Projeyi ben oluşturdum. Ve projeyi yorumlamak için yüzlerce albümde birlikte çaldığımız, 79 yılından beri konservatuar arkadaşlığımız olan Bağlama virtüözü meslektaşım Çetin Akdeniz ile yorumlamayı düşündüm. Çetin sevinerek kabul etti ve çalışmaya başladık. Eski Kemal Sunal film müziklerini yorumlamaya karar verdik. Albümün ismini de Çetin buldu. ‘Parka Gidecekmiş İki Gözümün Çiçeği’ repliğinden  yola çıkarak. Daha önce Zafer Dilek ustanın yaptığı modeli örnek aldık ve kendi yorumlarımızla icra etmeye karar verdik. Albüm çok sevildi. Klipler çekildi, şimdi konserlere hazırlanıyoruz.

Siz bir virtüözsünüz. Nasıl çalıştınız? Kimleri örnek aldınız? Türk Halk Müziğine ve bağlamaya gönül vermiş müzik dostlarına neler tavsiye edersiniz?

Çocukluğumda daha çok Zülfü Livaneli ve Orhan Gencebay dinlerdim. Özellikle Gencebay sazı hiç olmadığı yerlere taşıyan büyük bir virtüözdür. Daha çok ondan esinlendim. Ne mutlu bana ki daha sonra bu iki sanatçı ile çalışmalarım oldu. Genç arkadaşlara çok müzik dinlemelerini, çalışmalarını ve araştırma yapmalarına önem vermelerini önerebilirim. Tabii ki sonuçta kendi tarzlarını ve tekniklerini yaratmalarını.

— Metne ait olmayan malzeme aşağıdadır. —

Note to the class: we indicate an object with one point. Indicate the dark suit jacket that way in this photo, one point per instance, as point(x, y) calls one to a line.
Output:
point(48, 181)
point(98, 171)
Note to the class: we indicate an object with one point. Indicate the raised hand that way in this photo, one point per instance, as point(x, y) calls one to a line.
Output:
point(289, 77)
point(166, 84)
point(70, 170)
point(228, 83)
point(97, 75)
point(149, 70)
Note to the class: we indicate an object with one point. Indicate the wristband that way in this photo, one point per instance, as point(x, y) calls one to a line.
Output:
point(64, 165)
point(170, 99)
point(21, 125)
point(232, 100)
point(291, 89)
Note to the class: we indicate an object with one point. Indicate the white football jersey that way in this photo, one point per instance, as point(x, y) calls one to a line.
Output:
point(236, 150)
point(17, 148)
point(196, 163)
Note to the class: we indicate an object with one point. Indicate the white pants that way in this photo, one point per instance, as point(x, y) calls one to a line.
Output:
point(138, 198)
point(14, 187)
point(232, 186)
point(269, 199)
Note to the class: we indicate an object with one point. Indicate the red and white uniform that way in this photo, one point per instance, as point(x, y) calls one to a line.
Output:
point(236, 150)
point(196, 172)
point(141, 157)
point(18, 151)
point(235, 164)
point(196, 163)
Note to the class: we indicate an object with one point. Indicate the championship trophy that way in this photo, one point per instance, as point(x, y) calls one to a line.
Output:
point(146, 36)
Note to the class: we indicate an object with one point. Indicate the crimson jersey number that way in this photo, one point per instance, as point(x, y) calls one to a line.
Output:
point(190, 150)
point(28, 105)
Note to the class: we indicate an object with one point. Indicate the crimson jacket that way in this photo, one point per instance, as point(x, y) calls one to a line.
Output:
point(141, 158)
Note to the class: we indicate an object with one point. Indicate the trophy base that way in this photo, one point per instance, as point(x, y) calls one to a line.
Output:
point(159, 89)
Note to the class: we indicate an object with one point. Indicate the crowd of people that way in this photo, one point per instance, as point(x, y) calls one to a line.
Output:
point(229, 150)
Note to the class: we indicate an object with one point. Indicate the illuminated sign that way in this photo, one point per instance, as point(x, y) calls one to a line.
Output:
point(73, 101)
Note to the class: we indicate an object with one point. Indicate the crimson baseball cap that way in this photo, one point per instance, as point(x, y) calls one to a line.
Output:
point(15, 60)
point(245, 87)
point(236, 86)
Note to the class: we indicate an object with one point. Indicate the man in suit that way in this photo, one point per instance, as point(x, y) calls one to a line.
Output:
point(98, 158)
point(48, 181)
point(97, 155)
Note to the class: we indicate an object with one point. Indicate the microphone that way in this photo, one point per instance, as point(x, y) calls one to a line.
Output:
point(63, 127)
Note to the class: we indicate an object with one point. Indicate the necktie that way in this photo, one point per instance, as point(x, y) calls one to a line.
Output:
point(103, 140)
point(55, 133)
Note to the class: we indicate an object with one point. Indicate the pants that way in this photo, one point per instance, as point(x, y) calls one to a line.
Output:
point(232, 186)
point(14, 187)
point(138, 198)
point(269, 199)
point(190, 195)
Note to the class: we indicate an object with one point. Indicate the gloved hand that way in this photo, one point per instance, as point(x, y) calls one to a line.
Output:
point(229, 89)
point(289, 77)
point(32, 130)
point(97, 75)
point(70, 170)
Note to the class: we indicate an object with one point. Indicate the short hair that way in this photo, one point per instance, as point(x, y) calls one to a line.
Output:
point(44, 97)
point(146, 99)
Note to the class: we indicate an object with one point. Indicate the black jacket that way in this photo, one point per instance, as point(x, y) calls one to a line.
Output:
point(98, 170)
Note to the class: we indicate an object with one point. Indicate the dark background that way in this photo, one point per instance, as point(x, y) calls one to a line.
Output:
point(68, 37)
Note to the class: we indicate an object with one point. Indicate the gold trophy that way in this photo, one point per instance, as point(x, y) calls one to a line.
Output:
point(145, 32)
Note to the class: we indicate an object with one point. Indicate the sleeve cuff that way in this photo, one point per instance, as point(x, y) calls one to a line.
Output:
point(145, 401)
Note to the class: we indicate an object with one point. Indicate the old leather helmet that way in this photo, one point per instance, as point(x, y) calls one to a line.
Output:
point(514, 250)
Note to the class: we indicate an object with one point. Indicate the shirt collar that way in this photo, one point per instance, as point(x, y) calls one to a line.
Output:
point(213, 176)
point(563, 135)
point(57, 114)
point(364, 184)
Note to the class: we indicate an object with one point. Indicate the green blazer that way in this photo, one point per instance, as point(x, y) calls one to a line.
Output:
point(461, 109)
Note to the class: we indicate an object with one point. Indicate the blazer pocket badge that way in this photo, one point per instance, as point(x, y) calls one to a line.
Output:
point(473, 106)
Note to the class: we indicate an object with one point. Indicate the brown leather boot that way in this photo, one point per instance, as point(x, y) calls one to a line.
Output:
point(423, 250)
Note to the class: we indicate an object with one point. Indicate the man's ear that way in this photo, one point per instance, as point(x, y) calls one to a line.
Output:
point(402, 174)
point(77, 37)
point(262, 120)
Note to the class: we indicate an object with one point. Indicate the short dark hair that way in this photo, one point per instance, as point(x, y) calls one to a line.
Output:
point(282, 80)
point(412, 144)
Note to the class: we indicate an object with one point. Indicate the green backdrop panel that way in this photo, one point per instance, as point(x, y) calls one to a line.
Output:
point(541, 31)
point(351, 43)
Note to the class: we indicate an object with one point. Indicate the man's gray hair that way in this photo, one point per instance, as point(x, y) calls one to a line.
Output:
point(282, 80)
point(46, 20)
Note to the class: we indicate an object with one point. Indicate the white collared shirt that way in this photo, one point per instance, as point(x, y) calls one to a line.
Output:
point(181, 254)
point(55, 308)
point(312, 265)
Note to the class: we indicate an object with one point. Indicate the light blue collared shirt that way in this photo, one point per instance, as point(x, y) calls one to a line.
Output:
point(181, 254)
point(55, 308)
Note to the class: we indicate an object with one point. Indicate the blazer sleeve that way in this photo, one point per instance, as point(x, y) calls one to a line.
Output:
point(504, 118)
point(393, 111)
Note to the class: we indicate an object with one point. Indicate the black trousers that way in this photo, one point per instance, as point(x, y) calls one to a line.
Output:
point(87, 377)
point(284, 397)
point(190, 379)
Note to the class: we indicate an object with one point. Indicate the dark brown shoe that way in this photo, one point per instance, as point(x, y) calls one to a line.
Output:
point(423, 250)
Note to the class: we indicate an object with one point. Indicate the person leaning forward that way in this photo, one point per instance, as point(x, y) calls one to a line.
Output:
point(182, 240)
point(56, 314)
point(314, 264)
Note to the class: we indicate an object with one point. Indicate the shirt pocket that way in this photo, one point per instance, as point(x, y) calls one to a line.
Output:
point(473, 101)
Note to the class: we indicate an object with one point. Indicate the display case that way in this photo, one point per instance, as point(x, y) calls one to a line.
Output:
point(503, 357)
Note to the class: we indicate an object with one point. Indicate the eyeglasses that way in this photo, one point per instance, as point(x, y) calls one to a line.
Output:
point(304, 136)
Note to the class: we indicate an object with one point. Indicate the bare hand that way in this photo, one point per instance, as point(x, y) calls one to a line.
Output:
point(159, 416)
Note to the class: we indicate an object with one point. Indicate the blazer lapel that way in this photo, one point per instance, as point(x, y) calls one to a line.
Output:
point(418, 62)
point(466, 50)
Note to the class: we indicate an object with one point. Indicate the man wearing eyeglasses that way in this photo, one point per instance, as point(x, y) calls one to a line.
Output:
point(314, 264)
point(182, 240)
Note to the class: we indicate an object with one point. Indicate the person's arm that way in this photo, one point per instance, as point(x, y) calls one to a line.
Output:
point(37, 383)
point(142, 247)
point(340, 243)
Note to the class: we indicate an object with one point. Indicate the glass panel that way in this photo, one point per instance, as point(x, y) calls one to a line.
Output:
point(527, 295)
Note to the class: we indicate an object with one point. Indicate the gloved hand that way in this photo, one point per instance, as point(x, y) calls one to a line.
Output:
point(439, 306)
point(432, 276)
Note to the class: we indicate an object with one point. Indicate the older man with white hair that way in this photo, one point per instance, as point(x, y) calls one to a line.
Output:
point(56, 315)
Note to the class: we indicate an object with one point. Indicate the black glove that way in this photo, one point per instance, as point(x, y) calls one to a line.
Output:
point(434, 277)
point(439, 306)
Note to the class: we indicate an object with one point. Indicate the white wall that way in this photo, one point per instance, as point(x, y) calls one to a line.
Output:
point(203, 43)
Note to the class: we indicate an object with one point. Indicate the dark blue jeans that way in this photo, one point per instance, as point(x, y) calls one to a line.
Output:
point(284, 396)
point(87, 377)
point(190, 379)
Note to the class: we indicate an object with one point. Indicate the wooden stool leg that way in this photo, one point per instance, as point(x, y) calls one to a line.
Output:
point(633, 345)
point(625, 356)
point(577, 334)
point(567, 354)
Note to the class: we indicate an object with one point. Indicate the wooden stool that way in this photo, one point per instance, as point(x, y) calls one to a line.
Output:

 Eskişehir’e hiç geldiniz mi? Neler söylemek istersiniz Eskişehir’le ilgili?

Eskişehir’e en son yıllar önce TÜRKVİZYON yarışmasının finalinde gelmiştim. Jüride görev yapıyordum. Gezme fırsatımda olmuştu ve bu güzel şehir beni çok etkilemişti. Kendine özgü tarzı olan bu şehrin özellikle akşamları da çok keyifliydi. İnşallah tekrar gelmek isterim. Güzel Eskişehir’e buradan selamlar gönderiyorum...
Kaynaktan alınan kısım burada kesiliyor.